O sarcoma de Kaposi (SK) é tumor angioproliferativo causado pela infecção por herpesvírus humano‐8 (HHV‐8), frequentemente observado em pacientes imunocomprometidos, particularmente aqueles com HIV/AIDS.1 Similarmente associada ao HIV, existe a Monkey pox (Mpox), uma zoonose viral com semelhanças com a varíola, mas com sintomas mais brandos. Ganhou atenção global durante o retorno à normalidade pós‐COVID‐19 e foi declarada emergência de saúde pública de importância internacional pela Organização Mundial da Saúde em agosto de 2024.2 A Mpox tipicamente se manifesta como pródromo semelhante ao da gripe, seguido por erupção cutânea semelhante à varíola, principalmente após contato interpessoal próximo.3 Embora o SK e a Mpox tenham etiologias e apresentações clínicas distintas, eles compartilham uma conexão por meio de suas manifestações únicas em indivíduos infectados pelo HIV. Atualmente, não há relatos publicados descrevendo a coexistência, sobreposição ou interação entre essas condições. O objetivo dos autores é apresentar e discutir um caso de SK que surgiu sobre lesões prévias de Mpox.

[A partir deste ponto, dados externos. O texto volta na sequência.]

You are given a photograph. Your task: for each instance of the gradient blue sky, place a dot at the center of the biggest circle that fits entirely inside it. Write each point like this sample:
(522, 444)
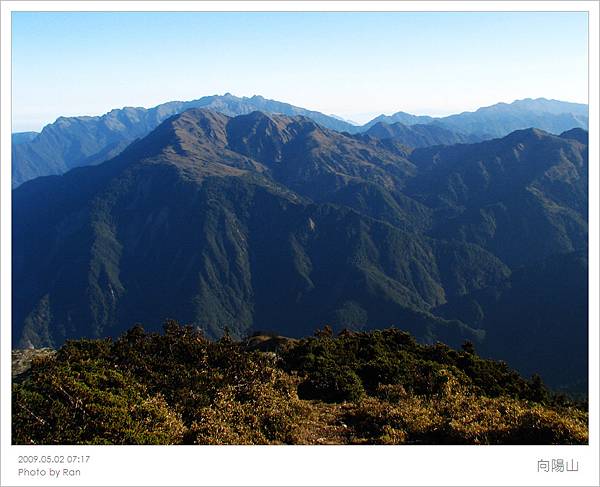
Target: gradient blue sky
(356, 65)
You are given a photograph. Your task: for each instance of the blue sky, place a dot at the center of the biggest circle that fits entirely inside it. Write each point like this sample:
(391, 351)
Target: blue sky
(356, 65)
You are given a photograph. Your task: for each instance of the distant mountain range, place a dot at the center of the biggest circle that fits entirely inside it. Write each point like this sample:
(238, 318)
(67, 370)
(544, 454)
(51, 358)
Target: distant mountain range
(80, 141)
(277, 222)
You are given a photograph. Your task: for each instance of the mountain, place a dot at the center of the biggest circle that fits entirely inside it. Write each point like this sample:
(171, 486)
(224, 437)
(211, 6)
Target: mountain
(225, 222)
(399, 117)
(418, 135)
(20, 137)
(501, 119)
(81, 141)
(522, 197)
(273, 222)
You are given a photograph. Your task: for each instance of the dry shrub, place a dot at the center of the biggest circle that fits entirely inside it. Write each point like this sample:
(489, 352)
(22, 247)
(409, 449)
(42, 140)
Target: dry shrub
(252, 413)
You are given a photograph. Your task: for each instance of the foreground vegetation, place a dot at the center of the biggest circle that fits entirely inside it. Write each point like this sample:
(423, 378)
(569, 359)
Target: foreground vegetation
(380, 387)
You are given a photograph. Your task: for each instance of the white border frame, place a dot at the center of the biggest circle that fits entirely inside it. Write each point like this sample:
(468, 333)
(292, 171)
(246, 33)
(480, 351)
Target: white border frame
(302, 465)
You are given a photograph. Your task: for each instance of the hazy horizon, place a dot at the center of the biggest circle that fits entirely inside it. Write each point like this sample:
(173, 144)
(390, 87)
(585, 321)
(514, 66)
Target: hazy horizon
(358, 119)
(355, 65)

Paciente do sexo masculino, de 22 anos, apresentou febre, astenia, cefaleia, tosse e odinofagia, seguidos por mais de 300 pústulas umbilicadas e crostas nas regiões genital, perianal e dos membros (fig. 1A). A Mpox foi confirmada por PCR a partir das superfícies das lesões, e o paciente foi diagnosticado concomitantemente com HIV. Ele necessitou de hospitalização e tratamento com tecovirimat 600mg a cada 12 horas por 14 dias. Durante a hospitalização, placas eritematovioláceas foram observadas no membro superior direito, as quais o paciente relatou existirem há mais de um ano (fig. 1B). A histopatologia confirmou a suspeita de SK, configurando AIDS. Cerca de 30 dias depois, conforme as lesões de Mpox progrediram para a fase de formação de crostas, placas violáceas apareceram na coxa esquerda sobre pústulas previamente cicatrizadas, aumentando progressivamente e desenvolvendo morfologia angiomatosa (fig. 2). Foi realizada biopsia de pele, com histopatologia evidenciando estruturas vasculares irregulares com espaços em fenda e proliferação de células endoteliais, além de células fusiformes com núcleos exibindo padrões alongados e vesiculares (fig. 3). A análise imuno‐histoquímica demonstrou positividade para HHV‐8, juntamente com CD34 e ERG, confirmando o diagnóstico de SK. O paciente iniciou quimioterapia com doxorrubicina, obtendo discreta redução e melhora da coloração violácea após um ano, embora persistissem grandes nódulos anetodérmicos residuais (fig. 4). Os exames de imagem revelaram extensão para os músculos quadríceps e feixes vasculares ilíacos/femorais.

Figura 1.

Resultados da admissão de um paciente de 22 anos hospitalizado por Monkey Pox (Mpox) com diagnóstico recente de HIV. Lesões de Mpox na coxa do paciente (A) e lesões de sarcoma de Kaposi presentes antes da Mpox (B).

Figura 2.

Evolução das lesões da fase crostosa do Mpox (A) para o padrão angiomatoso (B), configurando sarcoma de Kaposi sobrepondo as cicatrizes de Mpox.

Figura 3.

Achados histopatológicos. A, Coloração de hematoxilina & eosina, 100×, mostrando espaços vasculares irregulares em forma de fenda, revestidos por células endoteliais e proliferação de células fusiformes. Colorações imuno‐histoquímicas, com aumento de 100×; positivas para herpesvírus humano tipo 8 (HHV‐8) (B), CD34 (C) e gene relacionado à ETS (ERG; D).

Figura 4.

Lesões de sarcoma de Kaposi antes (A) e depois (B) da quimioterapia.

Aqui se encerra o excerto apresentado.